На другом конце римского мира эти мистерии также справлялись солдатами. Имелись их приверженцы в Ш легионе, лагерь которого помещался в Ламбезе, и на военных постах, охранявших ущелья Ауреса (Aures) или расставленных на границе Сахары.[62] Однако, на юге Средиземноморья они, по-видимому, не приобрели такой же популярности, как в провинциях Севера, и распространение их приняло здесь особый характер. Относящиеся к мистериям памятники, в основном, довольно поздние, обязаны своим появлением здесь в большей степени офицерам или, по крайней мере, центурионам, многие из которых были выходцами из иных земель, нежели простым солдатам, состав которых почти полностью набирался в тех областях, которые они должны были защищать. Легионеры Нумидии сохранили свою приверженность местным, пуническим или берберским богам, и лишь в редких случаях принимали верования своих товарищей по оружию, с которыми их сводило общее воинское ремесло, Таким образом, в Африке персидский культ практиковали, главным образом, по-видимому, те, кого воинская служба призывала сюда извне, и сообщества верных в большинстве своем состояли если не из выходцев из Азии, то, по крайней мере, из рекрутов, прибывших из дунайских провинций.
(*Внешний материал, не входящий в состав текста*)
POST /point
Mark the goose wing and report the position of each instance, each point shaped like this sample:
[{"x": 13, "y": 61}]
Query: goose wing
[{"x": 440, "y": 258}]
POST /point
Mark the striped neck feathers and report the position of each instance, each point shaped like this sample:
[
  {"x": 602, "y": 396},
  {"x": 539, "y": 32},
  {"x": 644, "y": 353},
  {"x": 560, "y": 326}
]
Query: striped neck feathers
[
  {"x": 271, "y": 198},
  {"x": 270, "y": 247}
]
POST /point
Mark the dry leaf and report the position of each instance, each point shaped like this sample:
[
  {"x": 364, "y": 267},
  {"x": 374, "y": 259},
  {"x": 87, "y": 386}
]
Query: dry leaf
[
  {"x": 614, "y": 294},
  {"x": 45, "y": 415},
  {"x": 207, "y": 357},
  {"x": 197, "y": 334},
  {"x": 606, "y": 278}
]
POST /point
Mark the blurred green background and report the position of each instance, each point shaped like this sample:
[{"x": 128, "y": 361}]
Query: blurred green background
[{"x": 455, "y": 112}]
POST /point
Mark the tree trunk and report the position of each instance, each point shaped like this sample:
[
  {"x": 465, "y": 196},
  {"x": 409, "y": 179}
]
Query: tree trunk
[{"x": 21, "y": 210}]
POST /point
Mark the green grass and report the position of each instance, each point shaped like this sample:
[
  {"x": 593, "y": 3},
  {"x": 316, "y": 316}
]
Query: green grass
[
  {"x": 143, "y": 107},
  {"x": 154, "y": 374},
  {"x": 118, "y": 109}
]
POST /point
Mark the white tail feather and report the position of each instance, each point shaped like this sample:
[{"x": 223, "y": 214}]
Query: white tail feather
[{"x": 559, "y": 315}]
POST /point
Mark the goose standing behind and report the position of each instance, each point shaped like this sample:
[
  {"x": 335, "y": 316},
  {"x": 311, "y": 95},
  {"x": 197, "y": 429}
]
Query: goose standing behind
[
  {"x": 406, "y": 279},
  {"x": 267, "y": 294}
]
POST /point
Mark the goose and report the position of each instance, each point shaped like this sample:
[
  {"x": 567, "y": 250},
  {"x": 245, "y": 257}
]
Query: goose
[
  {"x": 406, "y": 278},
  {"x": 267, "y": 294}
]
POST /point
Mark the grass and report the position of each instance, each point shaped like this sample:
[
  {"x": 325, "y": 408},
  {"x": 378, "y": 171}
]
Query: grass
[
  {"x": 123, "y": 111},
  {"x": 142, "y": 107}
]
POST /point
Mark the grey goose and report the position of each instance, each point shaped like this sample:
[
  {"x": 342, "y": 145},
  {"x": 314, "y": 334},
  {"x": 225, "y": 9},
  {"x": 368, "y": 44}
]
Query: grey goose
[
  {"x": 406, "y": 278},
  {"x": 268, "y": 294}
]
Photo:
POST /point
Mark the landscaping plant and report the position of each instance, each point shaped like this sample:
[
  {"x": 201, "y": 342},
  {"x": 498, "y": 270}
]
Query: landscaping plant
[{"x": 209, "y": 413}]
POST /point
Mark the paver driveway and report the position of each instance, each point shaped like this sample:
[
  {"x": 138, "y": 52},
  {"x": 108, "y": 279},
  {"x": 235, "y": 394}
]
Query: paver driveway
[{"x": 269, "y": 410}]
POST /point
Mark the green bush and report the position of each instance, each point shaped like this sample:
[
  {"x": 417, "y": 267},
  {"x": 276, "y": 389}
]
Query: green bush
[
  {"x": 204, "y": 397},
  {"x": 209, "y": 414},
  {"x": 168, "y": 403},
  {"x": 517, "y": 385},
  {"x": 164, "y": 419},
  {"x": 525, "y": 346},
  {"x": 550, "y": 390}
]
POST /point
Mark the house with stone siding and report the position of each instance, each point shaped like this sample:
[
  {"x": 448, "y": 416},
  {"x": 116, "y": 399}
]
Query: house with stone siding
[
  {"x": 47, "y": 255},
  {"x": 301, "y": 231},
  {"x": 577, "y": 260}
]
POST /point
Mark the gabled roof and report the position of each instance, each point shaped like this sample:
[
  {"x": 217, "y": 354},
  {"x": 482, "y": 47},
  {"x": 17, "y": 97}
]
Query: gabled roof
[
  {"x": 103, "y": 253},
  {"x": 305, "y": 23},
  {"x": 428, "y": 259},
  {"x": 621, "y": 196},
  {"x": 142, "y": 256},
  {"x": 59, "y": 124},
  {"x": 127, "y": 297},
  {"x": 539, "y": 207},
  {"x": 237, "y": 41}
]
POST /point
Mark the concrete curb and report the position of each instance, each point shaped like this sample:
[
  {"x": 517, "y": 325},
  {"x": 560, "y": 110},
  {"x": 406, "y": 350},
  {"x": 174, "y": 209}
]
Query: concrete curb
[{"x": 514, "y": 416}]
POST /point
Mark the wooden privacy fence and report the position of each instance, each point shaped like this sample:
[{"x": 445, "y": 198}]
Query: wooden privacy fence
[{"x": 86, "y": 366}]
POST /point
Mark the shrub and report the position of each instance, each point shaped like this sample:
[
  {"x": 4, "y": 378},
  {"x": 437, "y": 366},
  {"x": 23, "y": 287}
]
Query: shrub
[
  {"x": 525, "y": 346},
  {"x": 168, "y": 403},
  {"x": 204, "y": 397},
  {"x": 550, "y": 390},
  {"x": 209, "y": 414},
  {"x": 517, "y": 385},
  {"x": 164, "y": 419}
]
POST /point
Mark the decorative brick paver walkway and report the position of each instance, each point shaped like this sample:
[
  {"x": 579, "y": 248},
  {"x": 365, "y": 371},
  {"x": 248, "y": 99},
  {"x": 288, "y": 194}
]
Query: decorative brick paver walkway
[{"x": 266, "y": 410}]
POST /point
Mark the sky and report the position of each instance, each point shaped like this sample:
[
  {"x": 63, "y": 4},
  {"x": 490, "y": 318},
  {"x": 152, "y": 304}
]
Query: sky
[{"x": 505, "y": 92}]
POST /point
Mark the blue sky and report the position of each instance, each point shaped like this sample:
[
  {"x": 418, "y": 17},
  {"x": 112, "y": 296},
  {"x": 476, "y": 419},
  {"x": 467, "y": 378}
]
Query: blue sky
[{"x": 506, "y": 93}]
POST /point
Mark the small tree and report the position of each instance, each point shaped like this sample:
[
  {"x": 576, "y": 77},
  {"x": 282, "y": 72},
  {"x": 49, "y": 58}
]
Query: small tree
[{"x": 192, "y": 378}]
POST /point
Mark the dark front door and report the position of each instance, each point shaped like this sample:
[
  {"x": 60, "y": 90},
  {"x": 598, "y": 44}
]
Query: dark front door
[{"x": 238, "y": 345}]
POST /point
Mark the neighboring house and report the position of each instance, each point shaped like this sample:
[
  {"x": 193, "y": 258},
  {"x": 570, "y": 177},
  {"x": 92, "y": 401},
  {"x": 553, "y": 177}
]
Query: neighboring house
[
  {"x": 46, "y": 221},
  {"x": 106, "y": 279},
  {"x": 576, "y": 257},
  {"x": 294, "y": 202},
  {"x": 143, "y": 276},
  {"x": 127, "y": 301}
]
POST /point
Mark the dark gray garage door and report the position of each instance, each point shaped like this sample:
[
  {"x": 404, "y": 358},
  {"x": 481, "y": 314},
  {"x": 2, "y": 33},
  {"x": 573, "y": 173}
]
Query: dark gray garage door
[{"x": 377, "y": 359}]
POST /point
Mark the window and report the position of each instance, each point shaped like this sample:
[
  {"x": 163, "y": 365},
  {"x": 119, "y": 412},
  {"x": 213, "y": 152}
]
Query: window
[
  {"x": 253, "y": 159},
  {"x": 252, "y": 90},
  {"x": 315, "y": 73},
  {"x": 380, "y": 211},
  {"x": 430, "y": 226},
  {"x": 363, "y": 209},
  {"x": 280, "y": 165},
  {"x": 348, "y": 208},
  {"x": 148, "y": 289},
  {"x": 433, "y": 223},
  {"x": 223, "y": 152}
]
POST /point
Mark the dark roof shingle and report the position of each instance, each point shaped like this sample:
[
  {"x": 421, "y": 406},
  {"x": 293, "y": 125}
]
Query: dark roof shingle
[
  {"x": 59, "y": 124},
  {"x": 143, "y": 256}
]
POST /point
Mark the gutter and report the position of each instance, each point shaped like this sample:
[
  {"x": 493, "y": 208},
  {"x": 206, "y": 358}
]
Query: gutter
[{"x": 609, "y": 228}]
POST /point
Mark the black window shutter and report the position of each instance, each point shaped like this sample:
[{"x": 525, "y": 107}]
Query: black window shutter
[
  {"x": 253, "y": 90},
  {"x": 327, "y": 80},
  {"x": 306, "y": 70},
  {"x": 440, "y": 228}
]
Наконец, в Испании, в которой, по сравнению со всеми странами Запада, памятники митраизма представлены наиболее скудно, связь их с размещенными там гарнизонами не менее очевидна. На всем пространстве этого огромного полуострова, на котором скопилась масса многонаселенных городов, они почти отсутствуют даже в наиболее значительных городских центрах. Эти памятники с трудом находятся лишь в столицах Лузитании и Таррагоны — Эмерите и Тарраконе.[63] Но в диких долинах Астурии и Галисии был учрежден культ иранского бога[64]. Можно было бы непосредственно связать этот факт с продолжительным пребыванием в этой долгое время непокорной области восьмого легиона Сдвоенного. Возможно, в сообщества посвященных входили, также, ветераны из испанских когорт, которые в качестве вспомогательных частей войск несли службу на Рейне и Дунае, и вернулись к своим очагам принявшими маздеизм.
В действительности, армия внесла свой вклад в распространение восточных культов не только за счет того, что соединяла в своих рядах бок о бок людей, — граждан или чужестранцев, — всего римского мира, сообразно требованиям момента без конца перемещала офицеров, центурионов и даже корпусы из одной провинции в другую и устанавливала, таким образом, на всех границах сеть постоянных сообщений. Выйдя в отставку, солдаты продолжали по возвращении домой исполнять ту обрядовую практику, которая стала для них привычной в армии, что приводило вскоре к появлению вокруг них подражателей. Часто бывало, что они поселялись невдалеке от своего последнего гарнизона, в тех муниципиях, которые постепенно заменили собой располагавшиеся вблизи лагерей лавки маркитантов. Нередко они, также, избирали своим местом жительства какой-нибудь крупный город в той области, где несли службу, чтобы провести остаток своих дней в обществе старых собратьев по оружию: Лион всегда насчитывал в своих пределах значительное число таких старых легионеров из Германии[65], и автором единственной надписи-посвящения Митре, которая обнаружена в Лондоне, является некий отслуживший срок воин из войск Бретани. Случалось, также, что император отправлял таких освободившихся от службы солдат в те или иные назначенные для них территории для создания там колонии: Элуза в Аквитании, вероятно, узнала эту азиатскую религию благодаря ветеранам с Рейна, которых поселил здесь Септимий Север. [66] Часто рекруты, которых военное командование отправляло на самые дальние границы империи, сохраняли в душе любовь к родной земле, с которой они не прекращали поддерживать связи; но когда, освободившись от службы после двадцати или двадцати пяти лет дежурств на посту и сражений, они возвращались к себе на родину, к богам своего города или своего племени, они все равно предпочитали им иноземного покровителя, почитать которого в тайных обрядах научил их вдали от дома какой-нибудь товарищ по палатке.